Fin da piccoli, nonni e genitori erano soliti tranquillizzarci ricordando che “squali e altre grosse creature nei mari italiani non ci sono; solo negli Oceani si incontrano!”
Non era vero e lo sapevano bene, ma ciò bastava a farci fare il bagno, senza problemi, magari dopo che, per errore o loro distrazione, avevamo visto in tv qualche immagine de Lo Squalo…
Non era e non è vero che il Mediterraneo sia privo di mega fauna acquatica. Già un anno fa vi abbiamo parlato degli squali più grandi del mondo, catturati in Istria, nel Salento e a Malta; oggi, a pochi giorni dall’uscita di In the heart of the sea – Le origini di Moby Dick di Ron Howard, racconteremo i cetacei nostrani.
L’episodio narrato nel film è realmente accaduto. Nel 1820, la baleniera Essex di Nantucket salpa per il Pacifico, alla caccia di capodogli, animali dai quali si ricavava olio per lampade e candele. Intercettato un banco di maschi a largo del Cile, la Essex cala le lance e inizia la caccia. Un esemplare maschio, di grandi dimensioni, infastidito dall’attacco, carica due volte la fiancata della nave che cola a picco. Per settimane i superstiti sono costretti ad una navigazione senza cibo e acqua, arrivando anche al cannibalismo. Nantucket conserva, nel museo dedicato alla caccia alla balena, una enorme mascella di capodoglio. Seppure l’animale non superi, in genere, i diciotto metri di lunghezza, la mascella non sarebbe l’unica testimonianza di cetacei di enormi dimensioni. Due secoli fa, infatti, la popolazione di grandi mammiferi era superiore a quella odierna, pertanto alcuni zoologi non escludono che negli oceani vivessero esemplari di venticinque metri.
Secondo lo studioso Marco Affronte (dottore in scienze naturali, saggista ed eurodeputato del M5S), dal XVI Secolo ad oggi le sponde adriatiche avrebbero assistito a circa 36 spiaggiamenti per un totale di 68 animali (alcuni spiaggiamenti sono multipli). Il tratto interessato è quello fra Pescara e Rimini; non mancano, tuttavia, casi analoghi in Croazia, Albania, Puglia garganica.

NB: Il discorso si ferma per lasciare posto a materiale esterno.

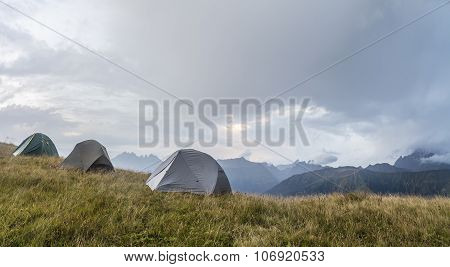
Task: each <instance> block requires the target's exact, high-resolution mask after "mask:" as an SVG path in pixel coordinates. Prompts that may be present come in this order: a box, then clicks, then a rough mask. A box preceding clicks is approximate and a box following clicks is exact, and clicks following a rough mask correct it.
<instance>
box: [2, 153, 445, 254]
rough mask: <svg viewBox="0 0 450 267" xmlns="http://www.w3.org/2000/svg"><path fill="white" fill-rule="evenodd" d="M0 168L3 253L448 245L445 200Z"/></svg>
mask: <svg viewBox="0 0 450 267" xmlns="http://www.w3.org/2000/svg"><path fill="white" fill-rule="evenodd" d="M59 163H60V159H55V158H25V157H18V158H3V159H0V245H1V246H449V245H450V230H449V229H450V200H449V199H448V198H428V199H427V198H420V197H395V196H392V197H384V196H383V197H381V196H376V195H368V194H347V195H331V196H320V197H319V196H318V197H304V198H285V199H281V198H272V197H262V196H247V195H241V194H234V195H225V196H198V195H192V194H179V193H159V192H152V191H151V190H150V189H149V188H148V187H147V186H145V184H144V182H145V180H146V178H147V175H145V174H141V173H133V172H127V171H121V170H118V171H116V172H114V173H82V172H78V171H67V170H61V169H59V168H57V166H58V165H59Z"/></svg>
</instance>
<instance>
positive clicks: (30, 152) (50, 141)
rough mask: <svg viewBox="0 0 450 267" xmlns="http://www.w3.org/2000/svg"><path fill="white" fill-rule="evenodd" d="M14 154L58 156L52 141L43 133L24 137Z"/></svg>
mask: <svg viewBox="0 0 450 267" xmlns="http://www.w3.org/2000/svg"><path fill="white" fill-rule="evenodd" d="M13 155H14V156H49V157H58V156H59V155H58V150H57V149H56V146H55V144H54V143H53V141H52V140H51V139H50V138H49V137H48V136H46V135H45V134H41V133H35V134H32V135H31V136H29V137H28V138H27V139H25V140H24V141H23V142H22V143H21V144H20V145H19V146H18V147H17V148H16V150H15V151H14V152H13Z"/></svg>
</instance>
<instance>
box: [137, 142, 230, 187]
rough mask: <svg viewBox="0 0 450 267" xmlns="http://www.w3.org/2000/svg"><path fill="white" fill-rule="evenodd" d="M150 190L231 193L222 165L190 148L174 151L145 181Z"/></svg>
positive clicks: (209, 155) (229, 182) (228, 184)
mask: <svg viewBox="0 0 450 267" xmlns="http://www.w3.org/2000/svg"><path fill="white" fill-rule="evenodd" d="M146 184H147V185H148V186H149V187H150V188H151V189H152V190H157V191H162V192H189V193H195V194H207V195H210V194H226V193H231V186H230V182H229V181H228V177H227V175H226V174H225V172H224V170H223V169H222V167H221V166H220V165H219V163H217V161H216V160H215V159H213V158H212V157H211V156H210V155H208V154H205V153H203V152H200V151H197V150H193V149H183V150H179V151H177V152H175V153H173V154H172V155H171V156H170V157H169V158H168V159H166V160H165V161H164V162H163V163H161V164H160V165H159V166H158V168H157V169H156V170H155V171H154V173H153V174H152V175H151V176H150V178H148V180H147V183H146Z"/></svg>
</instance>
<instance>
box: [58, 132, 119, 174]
mask: <svg viewBox="0 0 450 267" xmlns="http://www.w3.org/2000/svg"><path fill="white" fill-rule="evenodd" d="M61 168H63V169H79V170H83V171H93V170H102V171H113V170H114V167H113V165H112V163H111V160H110V158H109V155H108V152H107V151H106V148H105V147H104V146H102V145H101V144H100V143H99V142H97V141H95V140H87V141H84V142H81V143H78V144H77V145H76V146H75V148H74V149H73V151H72V152H71V153H70V154H69V156H67V158H66V159H65V160H64V161H63V163H62V164H61Z"/></svg>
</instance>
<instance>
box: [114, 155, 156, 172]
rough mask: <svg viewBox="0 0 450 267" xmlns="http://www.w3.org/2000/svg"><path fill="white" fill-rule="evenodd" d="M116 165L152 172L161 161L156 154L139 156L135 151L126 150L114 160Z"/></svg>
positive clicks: (117, 156) (120, 167)
mask: <svg viewBox="0 0 450 267" xmlns="http://www.w3.org/2000/svg"><path fill="white" fill-rule="evenodd" d="M111 161H112V163H113V165H114V167H116V168H119V169H124V170H131V171H136V172H152V171H154V170H155V169H156V168H157V167H158V165H159V164H160V163H161V160H160V159H159V158H158V157H157V156H155V155H144V156H138V155H136V154H135V153H129V152H124V153H121V154H119V155H117V156H116V157H114V158H113V159H112V160H111Z"/></svg>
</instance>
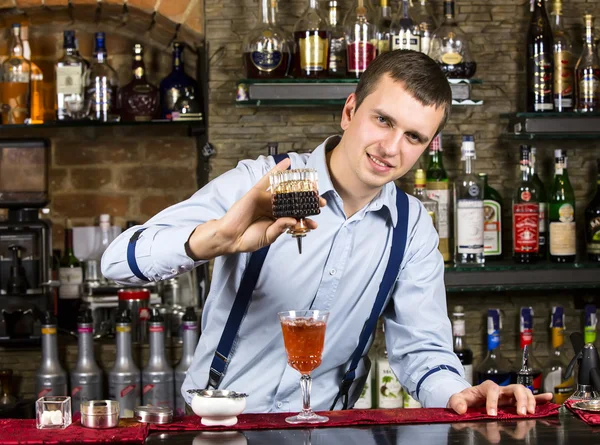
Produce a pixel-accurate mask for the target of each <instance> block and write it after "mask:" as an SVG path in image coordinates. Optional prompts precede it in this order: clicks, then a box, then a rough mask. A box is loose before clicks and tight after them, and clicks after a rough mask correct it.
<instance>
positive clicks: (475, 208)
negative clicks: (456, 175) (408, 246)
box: [454, 136, 485, 265]
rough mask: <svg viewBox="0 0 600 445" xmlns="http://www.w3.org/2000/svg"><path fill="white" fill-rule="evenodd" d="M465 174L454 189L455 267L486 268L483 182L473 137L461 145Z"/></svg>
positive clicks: (456, 181)
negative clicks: (477, 167)
mask: <svg viewBox="0 0 600 445" xmlns="http://www.w3.org/2000/svg"><path fill="white" fill-rule="evenodd" d="M461 153H462V158H461V160H463V161H464V162H465V166H464V172H463V174H462V175H460V176H458V177H457V178H456V182H455V186H454V209H455V213H454V228H455V229H454V232H455V240H456V249H455V250H456V252H455V254H454V262H455V264H457V265H459V264H478V265H483V264H484V262H485V257H484V256H483V196H484V195H483V193H484V188H483V181H482V179H481V178H480V177H479V176H478V175H476V174H475V173H474V172H473V165H472V164H473V161H474V160H475V159H476V158H475V142H474V139H473V136H463V143H462V146H461Z"/></svg>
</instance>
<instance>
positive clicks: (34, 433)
mask: <svg viewBox="0 0 600 445" xmlns="http://www.w3.org/2000/svg"><path fill="white" fill-rule="evenodd" d="M147 436H148V426H147V425H146V424H143V423H138V422H136V421H135V420H133V419H122V420H121V421H120V422H119V426H118V427H117V428H109V429H102V430H100V429H92V428H86V427H84V426H81V422H79V420H77V421H75V422H73V423H72V424H71V425H69V426H68V427H67V428H65V429H63V430H38V429H37V428H36V426H35V420H30V419H27V420H21V419H0V445H54V444H63V443H127V444H136V443H139V444H141V443H143V442H144V439H146V437H147Z"/></svg>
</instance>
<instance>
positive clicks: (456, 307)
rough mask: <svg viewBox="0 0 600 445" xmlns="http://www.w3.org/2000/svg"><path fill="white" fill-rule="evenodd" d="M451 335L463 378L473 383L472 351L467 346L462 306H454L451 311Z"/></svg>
mask: <svg viewBox="0 0 600 445" xmlns="http://www.w3.org/2000/svg"><path fill="white" fill-rule="evenodd" d="M452 317H453V319H452V337H453V341H454V348H453V349H454V353H455V354H456V356H457V357H458V359H459V360H460V362H461V363H462V365H463V368H464V370H465V380H466V381H467V382H469V383H470V384H471V385H472V384H473V351H471V349H470V348H469V347H468V346H467V343H466V341H465V337H466V335H467V330H466V327H465V313H464V309H463V307H462V306H454V312H453V313H452Z"/></svg>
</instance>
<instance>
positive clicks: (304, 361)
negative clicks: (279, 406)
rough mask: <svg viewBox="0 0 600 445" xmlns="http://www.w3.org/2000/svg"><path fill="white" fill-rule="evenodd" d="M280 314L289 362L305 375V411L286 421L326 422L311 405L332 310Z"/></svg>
mask: <svg viewBox="0 0 600 445" xmlns="http://www.w3.org/2000/svg"><path fill="white" fill-rule="evenodd" d="M278 315H279V321H280V322H281V330H282V332H283V342H284V344H285V350H286V352H287V355H288V364H289V365H290V366H291V367H292V368H294V369H295V370H297V371H299V372H300V374H302V377H301V378H300V388H302V411H301V412H300V413H298V414H297V415H295V416H292V417H288V418H286V419H285V421H286V422H288V423H292V424H297V423H323V422H327V421H329V418H328V417H325V416H319V415H317V414H315V413H314V412H313V410H312V408H311V407H310V389H311V383H312V380H311V377H310V373H311V372H312V371H314V370H315V369H316V368H317V367H318V366H319V365H320V364H321V356H322V354H323V345H324V343H325V328H326V326H327V319H328V318H329V312H325V311H287V312H279V314H278Z"/></svg>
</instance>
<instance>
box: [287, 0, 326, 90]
mask: <svg viewBox="0 0 600 445" xmlns="http://www.w3.org/2000/svg"><path fill="white" fill-rule="evenodd" d="M329 37H330V33H329V28H328V24H327V19H326V18H325V16H324V15H323V14H322V13H321V11H320V10H319V4H318V0H309V2H308V8H307V9H306V11H304V13H303V14H302V16H301V17H300V18H299V19H298V21H297V22H296V24H295V25H294V42H295V51H296V53H295V54H294V62H295V74H296V76H297V77H309V78H313V77H326V76H327V69H328V65H329Z"/></svg>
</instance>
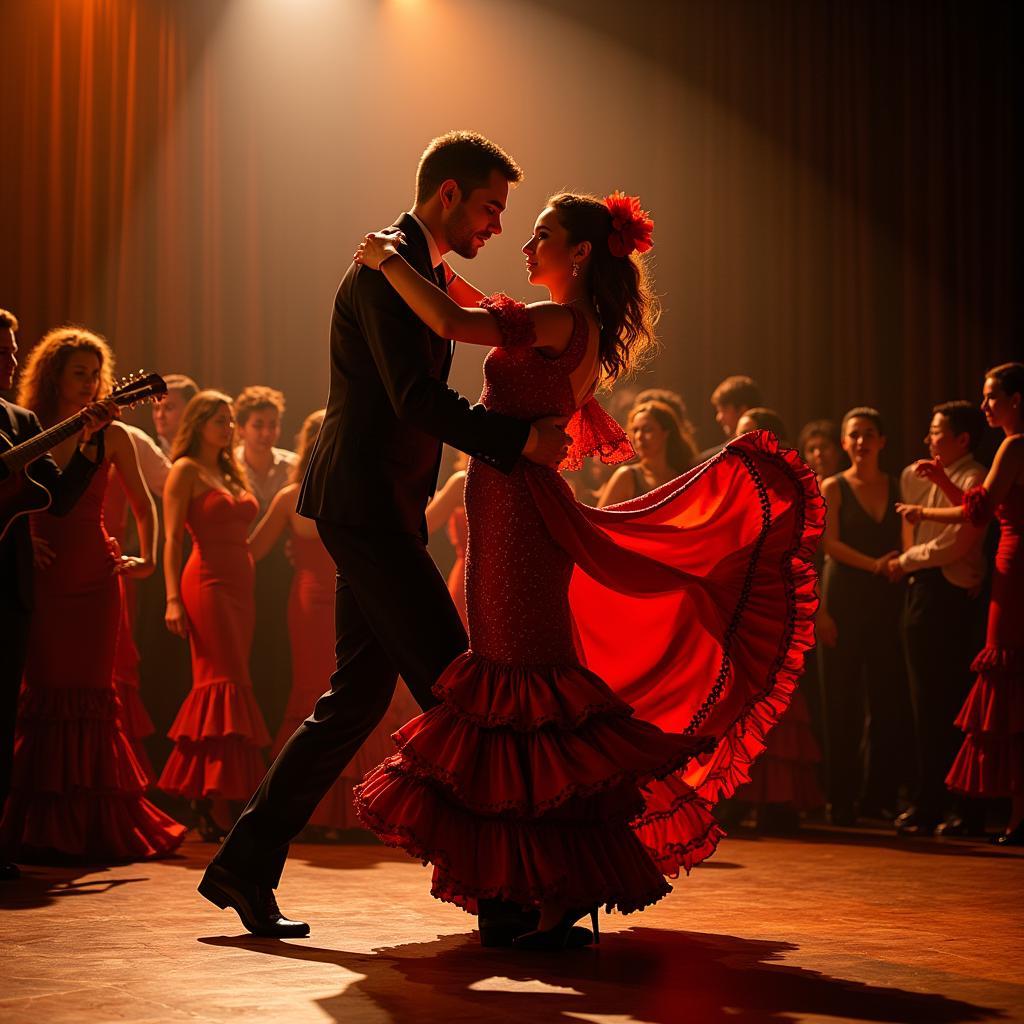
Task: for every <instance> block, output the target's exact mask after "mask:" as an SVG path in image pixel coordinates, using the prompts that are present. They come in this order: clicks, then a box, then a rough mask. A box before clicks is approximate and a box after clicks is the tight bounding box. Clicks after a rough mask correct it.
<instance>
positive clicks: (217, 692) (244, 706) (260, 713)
mask: <svg viewBox="0 0 1024 1024" xmlns="http://www.w3.org/2000/svg"><path fill="white" fill-rule="evenodd" d="M167 734H168V736H170V738H171V739H174V740H181V739H187V740H191V741H194V742H197V741H199V740H208V739H224V738H226V737H228V736H241V737H244V738H245V739H247V740H248V741H249V742H250V743H252V744H253V745H255V746H269V745H270V733H269V732H268V731H267V728H266V724H265V723H264V721H263V714H262V712H261V711H260V710H259V705H258V703H257V702H256V697H255V696H254V695H253V691H252V687H251V686H240V685H239V684H238V683H231V682H227V681H226V680H221V681H219V682H215V683H203V684H202V685H200V686H196V687H194V688H193V689H191V690H190V691H189V693H188V696H186V697H185V699H184V702H183V703H182V705H181V709H180V710H179V711H178V714H177V717H176V718H175V719H174V724H173V725H172V726H171V728H170V731H169V732H168V733H167Z"/></svg>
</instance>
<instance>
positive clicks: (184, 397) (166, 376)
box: [164, 374, 199, 404]
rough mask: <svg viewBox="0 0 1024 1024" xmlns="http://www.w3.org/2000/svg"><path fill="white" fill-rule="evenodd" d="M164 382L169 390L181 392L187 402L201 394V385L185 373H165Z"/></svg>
mask: <svg viewBox="0 0 1024 1024" xmlns="http://www.w3.org/2000/svg"><path fill="white" fill-rule="evenodd" d="M164 383H165V384H166V385H167V390H168V391H173V392H174V393H175V394H180V395H181V400H182V401H184V403H185V404H188V402H189V401H191V400H193V398H195V397H196V395H198V394H199V385H198V384H197V383H196V382H195V381H194V380H193V379H191V378H190V377H186V376H185V375H184V374H164Z"/></svg>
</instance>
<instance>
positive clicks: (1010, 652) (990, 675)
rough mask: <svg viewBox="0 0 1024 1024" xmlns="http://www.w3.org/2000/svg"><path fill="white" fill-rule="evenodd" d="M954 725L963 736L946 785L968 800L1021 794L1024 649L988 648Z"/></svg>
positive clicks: (1023, 777) (1023, 708) (982, 657)
mask: <svg viewBox="0 0 1024 1024" xmlns="http://www.w3.org/2000/svg"><path fill="white" fill-rule="evenodd" d="M971 668H972V670H973V671H974V672H976V673H977V674H978V676H977V678H976V679H975V682H974V686H972V687H971V692H970V693H969V694H968V696H967V700H965V701H964V707H963V708H962V709H961V713H959V715H957V716H956V725H957V727H958V728H961V729H962V730H963V731H964V732H965V733H966V736H965V738H964V742H963V744H962V745H961V749H959V752H958V753H957V755H956V759H955V760H954V761H953V765H952V767H951V768H950V769H949V774H948V775H947V776H946V785H947V786H948V787H949V788H950V790H952V791H953V792H954V793H964V794H967V795H968V796H971V797H992V798H994V797H1014V796H1020V795H1021V794H1024V648H1006V647H993V646H988V647H985V648H983V649H982V651H981V653H979V654H978V656H977V657H976V658H975V659H974V664H973V665H972V667H971Z"/></svg>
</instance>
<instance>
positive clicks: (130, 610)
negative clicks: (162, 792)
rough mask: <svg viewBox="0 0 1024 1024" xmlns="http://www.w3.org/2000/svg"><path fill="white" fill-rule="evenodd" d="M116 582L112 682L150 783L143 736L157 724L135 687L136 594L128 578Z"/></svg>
mask: <svg viewBox="0 0 1024 1024" xmlns="http://www.w3.org/2000/svg"><path fill="white" fill-rule="evenodd" d="M118 583H119V584H120V587H121V622H120V624H119V626H118V643H117V648H116V649H115V652H114V686H115V688H116V689H117V691H118V697H119V699H120V700H121V725H122V727H123V728H124V730H125V735H126V736H127V737H128V741H129V742H130V743H131V749H132V751H133V752H134V753H135V758H136V759H137V760H138V763H139V765H140V766H141V768H142V771H143V772H144V773H145V778H146V785H147V786H150V785H153V783H154V781H155V779H156V773H155V772H154V770H153V765H152V764H151V763H150V756H148V754H146V751H145V745H144V744H143V743H142V740H143V739H144V738H145V737H146V736H152V735H153V734H154V732H156V728H155V727H154V724H153V719H151V718H150V714H148V712H147V711H146V710H145V706H144V705H143V703H142V698H141V697H140V696H139V691H138V666H139V662H140V660H141V658H140V657H139V653H138V648H137V647H136V646H135V638H134V636H133V631H132V609H133V608H134V606H135V594H134V588H132V587H131V586H130V584H131V581H130V580H125V579H124V578H123V577H121V578H119V579H118Z"/></svg>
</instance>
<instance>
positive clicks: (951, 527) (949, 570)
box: [899, 455, 985, 590]
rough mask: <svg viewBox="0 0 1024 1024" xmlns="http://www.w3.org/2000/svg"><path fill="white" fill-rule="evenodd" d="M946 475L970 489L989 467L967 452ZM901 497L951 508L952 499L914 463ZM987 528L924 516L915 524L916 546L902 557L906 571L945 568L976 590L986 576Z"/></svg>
mask: <svg viewBox="0 0 1024 1024" xmlns="http://www.w3.org/2000/svg"><path fill="white" fill-rule="evenodd" d="M946 476H948V477H949V479H950V480H952V481H953V483H955V484H956V486H957V487H959V488H961V489H962V490H970V488H971V487H975V486H977V485H978V484H979V483H982V482H983V481H984V479H985V467H984V466H982V464H981V463H980V462H977V461H976V460H975V459H974V457H973V456H971V455H966V456H964V458H963V459H957V460H956V462H954V463H953V464H952V465H951V466H947V467H946ZM899 489H900V497H901V498H902V500H903V501H904V502H906V503H907V504H908V505H922V506H924V507H925V508H930V509H936V508H939V509H941V508H949V507H950V503H949V499H948V498H946V496H945V495H944V494H942V492H941V490H940V489H939V487H938V485H937V484H934V483H932V482H930V481H929V480H926V479H924V478H923V477H920V476H918V475H916V473H914V471H913V467H912V466H907V467H906V469H904V470H903V473H902V475H901V476H900V481H899ZM984 541H985V530H984V529H979V528H978V527H977V526H972V525H971V523H969V522H967V521H965V522H934V521H932V520H929V519H922V520H921V522H919V523H915V524H914V527H913V545H912V546H911V547H909V548H907V549H906V551H904V552H903V554H901V555H900V556H899V563H900V565H902V566H903V569H904V570H905V571H906V572H915V571H918V570H919V569H933V568H939V569H942V574H943V575H944V577H945V578H946V580H948V581H949V583H951V584H952V585H953V586H954V587H962V588H963V589H964V590H973V589H974V588H975V587H978V586H980V585H981V583H982V582H983V581H984V579H985V555H984V552H983V551H982V546H983V544H984Z"/></svg>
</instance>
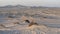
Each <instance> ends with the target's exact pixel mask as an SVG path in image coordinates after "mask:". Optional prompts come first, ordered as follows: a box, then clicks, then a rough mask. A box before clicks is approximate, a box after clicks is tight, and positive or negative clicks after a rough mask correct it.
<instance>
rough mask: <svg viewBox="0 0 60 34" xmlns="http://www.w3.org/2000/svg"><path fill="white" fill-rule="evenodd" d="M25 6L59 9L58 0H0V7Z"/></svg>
mask: <svg viewBox="0 0 60 34" xmlns="http://www.w3.org/2000/svg"><path fill="white" fill-rule="evenodd" d="M17 4H21V5H27V6H53V7H54V6H56V7H60V0H0V6H4V5H17Z"/></svg>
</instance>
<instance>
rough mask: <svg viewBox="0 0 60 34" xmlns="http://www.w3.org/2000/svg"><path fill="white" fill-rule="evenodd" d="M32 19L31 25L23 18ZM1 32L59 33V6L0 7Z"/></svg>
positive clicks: (35, 33)
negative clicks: (34, 23) (34, 22)
mask: <svg viewBox="0 0 60 34" xmlns="http://www.w3.org/2000/svg"><path fill="white" fill-rule="evenodd" d="M26 19H28V20H29V21H30V22H31V21H32V20H33V21H34V22H36V23H37V24H38V25H34V24H33V25H32V26H30V27H29V24H30V23H27V22H25V21H24V20H26ZM0 33H1V34H60V8H56V7H26V6H18V5H17V6H5V7H0Z"/></svg>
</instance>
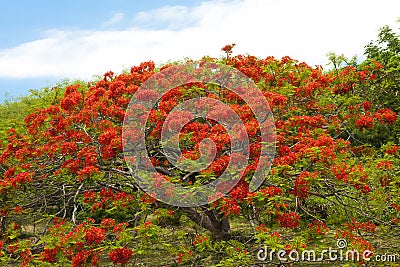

Fra i più famosi, merita menzione lo spiaggiamento Barafonda di Rimini, ricordato anche da Federico Fellini. Nel 1943, in piena Seconda Guerra Mondiale, un pescatore romagnolo, ritirando le reti, scorge una grande massa scura che si muove con difficoltà. E’ un capodoglio di dodici metri. Portato a riva, la guardia costiera lo finisce con un colpo di mitraglia. Secondo Affronte, infatti, fino alla metà del XX Secolo, gli esemplari di capodoglio moribondi vengono tutti abbattuti; solo dagli Anni Ottanta del Secolo scorso una maggiore sensibilità anima l’opinione pubblica: unica arma la pazienza di trascinare, a fatica, la bestia in acque più profonde.
Capodogli e balene hanno sempre incrociato i nostri mari; tra Liguria e Francia, il Santuario dei Cetacei è un’area protetta nella quale nuotano meravigliose creature, talvolta rare come i capodogli albini (Sardegna, agosto 2015), tipo Moby Dick.
E anche Ron Howard, che al capolavoro della letteratura americana ha voluto dedicare un nuovo film (ultimo di una lunga serie, ve lo ricordate Gregory Peck/Achab?), avrebbe potuto portare macchina da presa e cast nel Mediterraneo, intervistando magari i due amici sardi che l’estate scorsa hanno avuto un incontro ravvicinato con un esemplare che non ha mancato di dare spettacolo, forse “ingelosito” dalle troppe attenzioni rivolte, solo, ad un allegro banco di delfini.